Yes, it’s National French Toast Day. So let’s lay waste to the ongoing debate about the French-ness of French Toast.
The earliest understanding of how this dish came to be is to look as far back as the northern French Normans who created a dish called ‘tostees dorees‘ that was a battered and fried bread. It was similar to a popular dish in England in the Middle Ages that was named suppe dorate, and is considered a knock-off of the Normandy dish. Ironically, in France and Belgium currently, you can get Pain Perdu, loosely translated as ‘lost bread’. The egg mixure that is allowed to soak into the slices is a way of reclaiming old, stale bread, or lost bread and making it edible. So the Normans from France did apparently create a similar dish to the current manner of French Toast, but are they really the ones who should be credited with the discovery? According to many sources, the initial documentation of the dish is known to be at the time of Henry the V of England (1413-1422). Definitely NOT French.
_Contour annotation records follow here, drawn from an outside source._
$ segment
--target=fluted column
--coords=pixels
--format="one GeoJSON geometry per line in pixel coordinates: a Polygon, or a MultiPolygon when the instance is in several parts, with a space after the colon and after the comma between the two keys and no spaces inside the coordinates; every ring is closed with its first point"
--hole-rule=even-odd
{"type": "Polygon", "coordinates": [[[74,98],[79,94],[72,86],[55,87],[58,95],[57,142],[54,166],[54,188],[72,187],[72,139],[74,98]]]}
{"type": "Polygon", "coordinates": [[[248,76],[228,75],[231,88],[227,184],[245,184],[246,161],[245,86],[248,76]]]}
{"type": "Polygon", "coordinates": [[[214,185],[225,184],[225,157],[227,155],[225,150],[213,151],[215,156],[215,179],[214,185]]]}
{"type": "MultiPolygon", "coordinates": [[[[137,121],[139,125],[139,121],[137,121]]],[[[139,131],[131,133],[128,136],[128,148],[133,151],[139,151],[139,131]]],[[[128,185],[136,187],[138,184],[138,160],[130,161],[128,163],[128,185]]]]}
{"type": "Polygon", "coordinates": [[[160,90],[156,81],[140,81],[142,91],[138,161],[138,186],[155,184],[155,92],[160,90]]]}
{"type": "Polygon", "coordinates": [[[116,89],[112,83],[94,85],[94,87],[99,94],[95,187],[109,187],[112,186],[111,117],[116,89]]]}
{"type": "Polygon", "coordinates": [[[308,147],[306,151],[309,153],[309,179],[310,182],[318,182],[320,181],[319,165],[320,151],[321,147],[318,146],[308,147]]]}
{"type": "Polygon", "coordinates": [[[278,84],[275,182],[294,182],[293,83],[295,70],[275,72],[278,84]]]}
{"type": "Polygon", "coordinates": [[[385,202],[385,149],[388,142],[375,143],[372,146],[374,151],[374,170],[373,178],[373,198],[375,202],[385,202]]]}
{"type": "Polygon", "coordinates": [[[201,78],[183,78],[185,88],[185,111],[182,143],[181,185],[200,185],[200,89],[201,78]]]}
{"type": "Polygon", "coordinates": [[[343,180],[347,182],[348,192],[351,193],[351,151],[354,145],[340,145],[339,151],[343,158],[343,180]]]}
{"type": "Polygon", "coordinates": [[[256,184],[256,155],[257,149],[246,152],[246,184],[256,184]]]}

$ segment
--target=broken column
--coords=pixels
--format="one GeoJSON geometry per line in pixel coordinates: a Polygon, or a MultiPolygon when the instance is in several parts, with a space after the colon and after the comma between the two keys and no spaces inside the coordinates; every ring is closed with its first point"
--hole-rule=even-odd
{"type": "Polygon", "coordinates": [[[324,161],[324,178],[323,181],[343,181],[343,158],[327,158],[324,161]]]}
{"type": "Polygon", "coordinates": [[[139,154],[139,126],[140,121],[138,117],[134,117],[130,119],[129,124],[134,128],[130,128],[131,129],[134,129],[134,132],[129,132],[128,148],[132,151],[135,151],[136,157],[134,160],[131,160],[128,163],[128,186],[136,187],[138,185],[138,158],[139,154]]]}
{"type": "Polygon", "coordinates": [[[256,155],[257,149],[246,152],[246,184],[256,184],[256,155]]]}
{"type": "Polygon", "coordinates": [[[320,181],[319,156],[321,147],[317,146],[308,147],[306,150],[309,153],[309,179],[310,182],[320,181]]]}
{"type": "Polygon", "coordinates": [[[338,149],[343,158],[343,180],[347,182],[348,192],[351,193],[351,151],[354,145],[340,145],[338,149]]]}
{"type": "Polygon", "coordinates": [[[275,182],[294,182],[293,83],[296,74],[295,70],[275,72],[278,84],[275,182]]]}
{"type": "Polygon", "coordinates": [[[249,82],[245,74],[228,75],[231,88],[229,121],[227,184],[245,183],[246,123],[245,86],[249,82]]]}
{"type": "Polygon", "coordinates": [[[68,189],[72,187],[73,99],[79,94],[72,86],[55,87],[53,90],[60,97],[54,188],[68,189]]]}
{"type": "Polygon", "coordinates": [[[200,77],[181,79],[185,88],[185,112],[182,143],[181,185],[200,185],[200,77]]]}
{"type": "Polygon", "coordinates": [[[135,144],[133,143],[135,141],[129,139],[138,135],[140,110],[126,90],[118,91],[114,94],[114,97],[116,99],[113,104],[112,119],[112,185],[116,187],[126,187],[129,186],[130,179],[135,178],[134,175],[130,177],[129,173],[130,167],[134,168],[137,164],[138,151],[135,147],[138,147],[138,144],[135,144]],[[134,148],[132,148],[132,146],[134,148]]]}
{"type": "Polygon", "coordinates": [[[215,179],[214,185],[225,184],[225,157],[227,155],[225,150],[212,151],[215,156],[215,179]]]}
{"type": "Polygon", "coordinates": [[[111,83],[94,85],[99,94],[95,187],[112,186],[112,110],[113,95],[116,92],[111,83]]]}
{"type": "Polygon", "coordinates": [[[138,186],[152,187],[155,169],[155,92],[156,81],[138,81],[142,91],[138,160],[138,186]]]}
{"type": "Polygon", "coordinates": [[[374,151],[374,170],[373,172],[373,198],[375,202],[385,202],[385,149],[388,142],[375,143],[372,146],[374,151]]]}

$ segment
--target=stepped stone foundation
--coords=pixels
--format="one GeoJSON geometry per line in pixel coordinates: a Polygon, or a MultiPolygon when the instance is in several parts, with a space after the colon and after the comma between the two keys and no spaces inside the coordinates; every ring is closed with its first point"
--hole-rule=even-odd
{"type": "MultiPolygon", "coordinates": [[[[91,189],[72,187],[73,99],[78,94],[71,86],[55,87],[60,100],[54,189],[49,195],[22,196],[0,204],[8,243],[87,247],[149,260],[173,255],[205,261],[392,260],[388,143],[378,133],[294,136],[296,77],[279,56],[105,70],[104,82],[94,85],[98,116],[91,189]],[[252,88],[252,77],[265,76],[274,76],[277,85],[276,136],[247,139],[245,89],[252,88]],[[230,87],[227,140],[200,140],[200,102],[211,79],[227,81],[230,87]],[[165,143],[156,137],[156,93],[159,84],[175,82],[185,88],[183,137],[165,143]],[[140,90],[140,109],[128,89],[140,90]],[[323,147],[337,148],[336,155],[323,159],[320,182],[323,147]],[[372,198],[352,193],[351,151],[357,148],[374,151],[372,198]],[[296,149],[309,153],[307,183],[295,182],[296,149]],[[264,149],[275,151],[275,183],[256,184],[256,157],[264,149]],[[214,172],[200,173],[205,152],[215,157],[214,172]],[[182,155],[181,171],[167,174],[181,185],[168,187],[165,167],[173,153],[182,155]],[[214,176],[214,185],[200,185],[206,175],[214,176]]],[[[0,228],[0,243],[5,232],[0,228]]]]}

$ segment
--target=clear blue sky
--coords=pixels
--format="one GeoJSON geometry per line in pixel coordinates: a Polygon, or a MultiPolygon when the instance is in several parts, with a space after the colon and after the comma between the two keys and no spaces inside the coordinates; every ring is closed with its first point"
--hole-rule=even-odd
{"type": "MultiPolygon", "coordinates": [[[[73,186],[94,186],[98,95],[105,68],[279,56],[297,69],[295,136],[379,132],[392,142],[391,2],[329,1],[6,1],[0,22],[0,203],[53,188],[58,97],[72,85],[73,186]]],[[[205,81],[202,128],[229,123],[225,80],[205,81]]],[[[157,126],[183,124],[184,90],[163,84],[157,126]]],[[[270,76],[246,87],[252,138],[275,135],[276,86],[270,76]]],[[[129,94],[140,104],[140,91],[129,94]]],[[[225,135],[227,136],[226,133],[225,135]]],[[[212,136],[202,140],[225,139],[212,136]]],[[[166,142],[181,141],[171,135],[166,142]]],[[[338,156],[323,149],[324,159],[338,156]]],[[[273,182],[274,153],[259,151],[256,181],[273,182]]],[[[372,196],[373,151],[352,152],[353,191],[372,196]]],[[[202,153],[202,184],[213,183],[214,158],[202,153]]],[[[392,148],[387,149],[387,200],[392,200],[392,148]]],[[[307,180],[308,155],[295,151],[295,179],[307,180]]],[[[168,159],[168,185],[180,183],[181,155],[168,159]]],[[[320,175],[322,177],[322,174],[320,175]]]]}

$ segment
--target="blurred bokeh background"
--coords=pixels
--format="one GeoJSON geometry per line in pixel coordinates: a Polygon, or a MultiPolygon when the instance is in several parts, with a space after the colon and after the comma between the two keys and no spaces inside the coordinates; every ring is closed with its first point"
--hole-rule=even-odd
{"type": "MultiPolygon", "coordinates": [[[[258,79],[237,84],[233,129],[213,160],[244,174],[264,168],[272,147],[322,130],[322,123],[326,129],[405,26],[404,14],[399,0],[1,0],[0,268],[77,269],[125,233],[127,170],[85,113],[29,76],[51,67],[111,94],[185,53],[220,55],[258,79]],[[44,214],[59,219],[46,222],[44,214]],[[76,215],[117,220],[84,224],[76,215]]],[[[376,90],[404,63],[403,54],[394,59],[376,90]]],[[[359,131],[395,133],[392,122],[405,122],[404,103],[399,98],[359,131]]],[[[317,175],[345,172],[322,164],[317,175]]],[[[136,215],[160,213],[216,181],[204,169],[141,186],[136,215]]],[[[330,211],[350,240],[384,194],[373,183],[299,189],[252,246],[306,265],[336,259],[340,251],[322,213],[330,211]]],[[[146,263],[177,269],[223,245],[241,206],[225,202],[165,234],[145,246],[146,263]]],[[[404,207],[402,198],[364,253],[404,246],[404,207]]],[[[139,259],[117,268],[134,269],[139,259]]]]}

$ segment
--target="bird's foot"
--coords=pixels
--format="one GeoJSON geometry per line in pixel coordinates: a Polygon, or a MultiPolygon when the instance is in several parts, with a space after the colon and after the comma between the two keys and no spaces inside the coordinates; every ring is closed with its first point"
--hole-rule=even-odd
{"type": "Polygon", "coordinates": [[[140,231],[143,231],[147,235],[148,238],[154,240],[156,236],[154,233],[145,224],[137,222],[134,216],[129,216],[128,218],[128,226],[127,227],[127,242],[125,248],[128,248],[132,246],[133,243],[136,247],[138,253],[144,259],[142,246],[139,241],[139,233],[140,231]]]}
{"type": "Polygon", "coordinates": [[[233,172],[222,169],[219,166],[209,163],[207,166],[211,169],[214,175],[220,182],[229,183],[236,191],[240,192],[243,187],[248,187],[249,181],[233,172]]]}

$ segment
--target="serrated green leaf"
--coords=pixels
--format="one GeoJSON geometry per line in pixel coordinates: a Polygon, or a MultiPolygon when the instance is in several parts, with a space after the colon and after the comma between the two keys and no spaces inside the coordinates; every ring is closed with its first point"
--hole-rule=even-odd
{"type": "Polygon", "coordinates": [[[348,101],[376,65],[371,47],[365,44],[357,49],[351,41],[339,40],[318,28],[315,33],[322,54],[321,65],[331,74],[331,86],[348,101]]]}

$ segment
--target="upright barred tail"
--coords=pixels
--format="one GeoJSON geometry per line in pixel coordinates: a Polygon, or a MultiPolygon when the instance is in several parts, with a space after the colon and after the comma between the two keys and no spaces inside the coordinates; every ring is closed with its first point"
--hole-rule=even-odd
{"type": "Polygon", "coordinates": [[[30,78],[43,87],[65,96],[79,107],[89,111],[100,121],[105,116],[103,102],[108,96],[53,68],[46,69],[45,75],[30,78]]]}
There are dozens- I mean, dozens– of variations of this dish in all countries around the world:
- Austria: Pavese (a medieval type of shield whose shape resembles a slice of bread)
- England: suppe dorate (Italian for “gilded sippets”)
- France: pain perdu (literally, “lost bread”)
- Germany: Armer Ritter (literally, “poor knight”; the name is sometimes meant to originate from poor knights in Medieval times, having not enough gold to pay for meat, and thus eating old bread slices, coated with egg and fried )
- Hungary: bundás kenyér (literally, “coated bread” or “bread with fur”) [<— mmmm, yummy]
- Portugal: rabanadas or fatias douradas (literally, “golden slices of bread”)
- Yugoslavia and some successor republics: прженице – prženice
- Croatia: pohani kruh
- Lebanon: pain perdu
- Catalonia: torrades o croquetes de Santa Teresa (literally, “toasts or croquettes of Saint Theresa”)
And then there are so so many more that it seems silly to post them. It’s not French and barely can claim any French origin. But it is delicious. Especially with homemade lemon curd.
I had a loaf of sourdough bread that I chopped up for croutons to put in my Thanksgiving stuffing and there were four good-sized slices left over that were just crying out to be made in Egg Bread. (hehehe- I’m not calling it by that name) The lemon curd-which you’ll have to come back tomorrow to read about- was just a perfect topping for the warm slices sprinkled liberally with powdered sugar.
I know that everyone has their own manner of making Egg Bread and what goes into the batter but I’ll just tell you my version anyway. Eggs and milk (vanilla soy milk- ooooh yummy like a milkshake) and a tablespoon or two of cinnamon sugar and some fresh ground nutmeg. The sugar crystals in the batter help with caramelization. I have also made my batter from vanilla or banana yogurt with excellent results. I’m not really a syrup girl but I do like honey drizzled over the slices, or I spread them with fresh fruit, jam, apple butter or simply a little melted butter.
Well there’s TWO days left of National Blog Posting Month and my November desk calendar is criss-crossed with hash marks as I have methodically checked off the days and their corresponding food holiday. It’s been a great deal of fun with plenty of good learning but I’ll tell ya, I am looking forward to stepping away from the computer for a while and re-grouping before getting back into something of a more normal blogging routine. For those of you who have stuck with me through this adventure, I thank you profusely and hope you continue visiting.